BACKGROUND In the United States, black women are at much greater risk of obesity than are black men. Little is known about the factors underlying this disparity. OBJECTIVE We explored whether childhood sociodemographic factors (parental education, single-mother household, number of siblings, number of minors in household, birth order, and female caregivers age) were associated with the gender disparity in obesity prevalence in young black adults in the United States. DESIGN An analytic data set (n = 7747) was constructed from the nationally representative National Longitudinal Study of Adolescent Health. Childhood sociodemographic factors were assessed in 1994-1995 in nonimmigrant black and white youths aged 11-19 y. Obesity was assessed in 2001-2002. For each childhood sociodemographic factor, we evaluated whether the prevalence difference (female obesity minus male obesity) was modified by the factor. We described the contribution of each variable category to the overall prevalence difference. RESULTS In unadjusted and multivariable-adjusted models, parental education consistently modified gender disparity in blacks (P = 0.01). The gender gap was largest with low parental education (16.7% of men compared with 45.4% of women were obese) and smallest with high parental education (28.5% of men compared with 31.4% of women were obese).
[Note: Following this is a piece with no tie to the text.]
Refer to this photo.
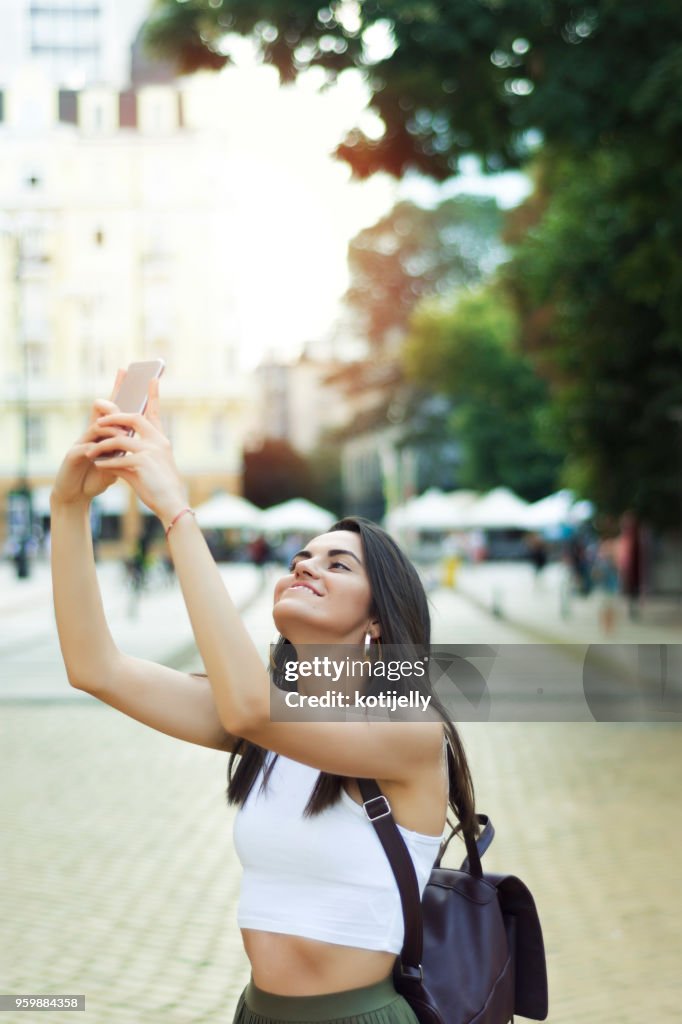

In whites, there was little overall gender difference in obesity prevalence. CONCLUSIONS To our knowledge, this was the first study to document that the gender disparity in obesity prevalence in young black adults is concentrated in families with low parental education. In these low-socioeconomic-status families, obesity development is either under the control of distinct mechanisms in each gender, or men and women from these households adopt different obesity-related behaviors.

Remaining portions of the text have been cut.